Star Trek: Enterprise challenged the Prime Directive in the episode “Observer Effect”.
Star Trek: Enterprise is a show that quite often found itself in a unique place when it tackled some of the franchise’s more common tropes. Since the series is set before the Federation and Starfleet proper were created, and such concepts as the Prime Directive were just ideas, it often had to tackle specific subject matter in a different way.
In a show like the Next Generation or Voyager, the crew knows what they’re doing goes against or along the guidelines of Starfleet and the Prime Directive. But in Enterprise, the ship and its crew are mostly just going about things by the seat of their pants.
So when they want to tackle questions like “is the Prime Directive just”, they have to do it in unique and different ways. Which usually makes for some incredible storytelling.
This is the situation for the season four episode, “Observer Effect”. The show follows two non-corporeal aliens as they inhabit and control various members of the Enterprise crew to see how they react to an air-borne pathogen that was found on an M-Class planet.
Charles “Trip” Tucker and Hoshi Sato were on the planet investigating a Klingon garbage site, where they’re infected with an illness that is extremely contagious and fatal. The aliens knew that the crew members sent there would discover the virus and become infected. They would then use the infection as a way to watch what different species do once they find out members of their crew is sick.
As the story unfolds, we found out that when the Klingons who first landed on the planet were infected, the Klingon high command simply killed everyone who may have been infected to spare them an epidemic. So the non-corporeal aliens, later identified as the Organians, were somewhat surprised when the Human crew of the Enterprise did everything they could to save the infected.
At various points, Phlox and Jonathan Archer found out about the aliens and confronted them about how they could let this keep happening if they knew what the outcome would be. To the Organians’ credit, watching the humans fight gallantly against the odds inspired them to make changes to how they handle their first contact protocol.
Star Trek: Enterprise found ways of tackling concepts without the convenience of storyline structure other shows had
There are so many plot points in “Observer Effect”, that I recommend you go watch it for yourself as I won’t be able to cover every plot point here. This was a great episode however if you like the idea of challenging the Prime Directive that Starfleet would one day bring to the table. Archer becomes enraged at the Organians, and demands to know why they would one, let this keep happening and two, why they wouldn’t intervene.

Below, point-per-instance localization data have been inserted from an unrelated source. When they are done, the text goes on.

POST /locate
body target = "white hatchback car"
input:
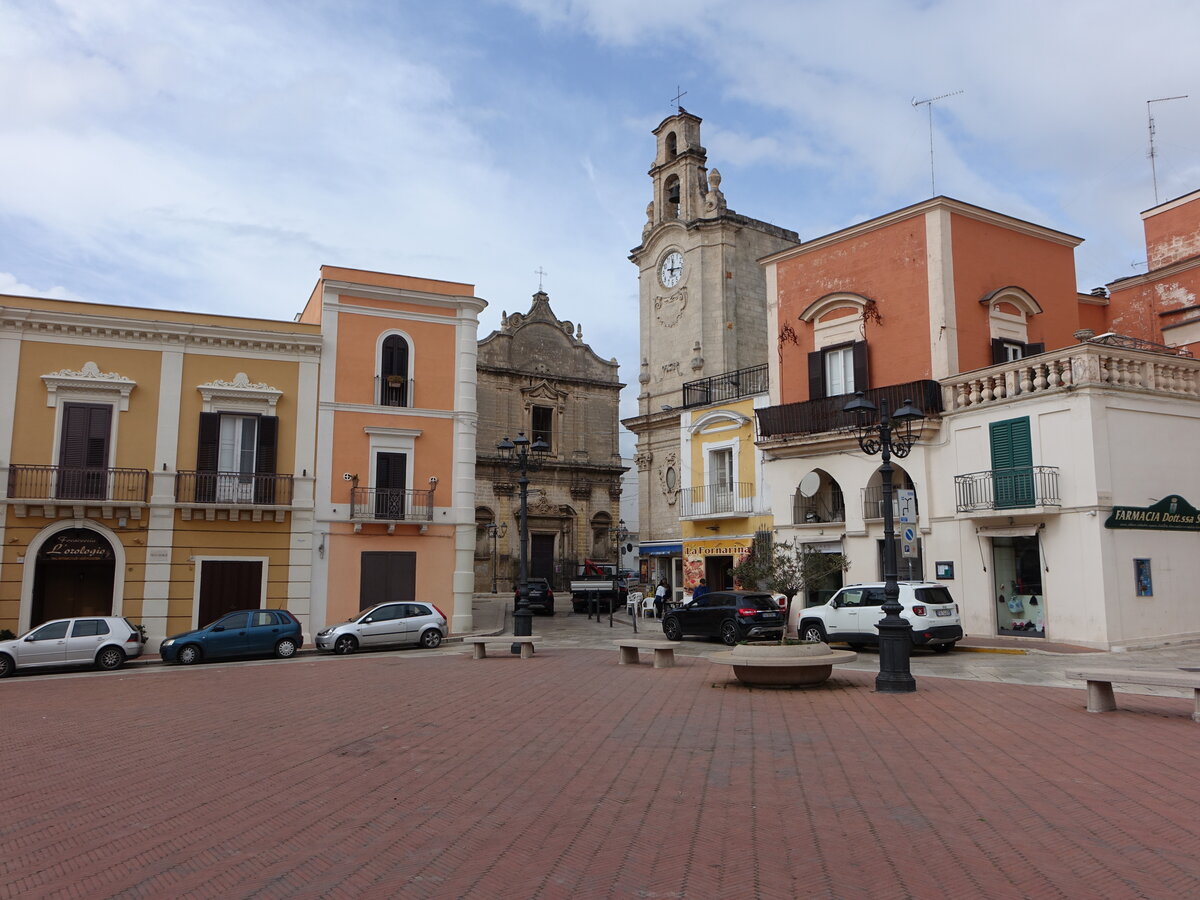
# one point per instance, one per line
(101, 641)
(852, 612)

The Organians had similar principles to Starfleet in the sense that they never got involved and only ever watched the events unfold, not wanting to interrupt the natural course of events. They did this to better understand an alien race in the event they decide to make a first contact. They never really did. At least not that anyone would remember.
In the end, Archer pointed out that while they didn’t need to intervene every time someone got ill, they could at least warn others of the dangers, so they wouldn’t fall ill as well. This point causes one of the Organians to recommend new policies for his people to follow, while Archer leaves a warning outside of the planet, alerting those who venture near what may happen if they land.
The episode did a great job of looking at the right and wrong of not only the Prime Directive but how others go about collecting scientific data. The idea of challenging the Prime Directive, especially when it could save lives and reduce suffering, is one as old as the franchise itself and it’s fantastic that Enterprise found a few ways to do their own story around that topic.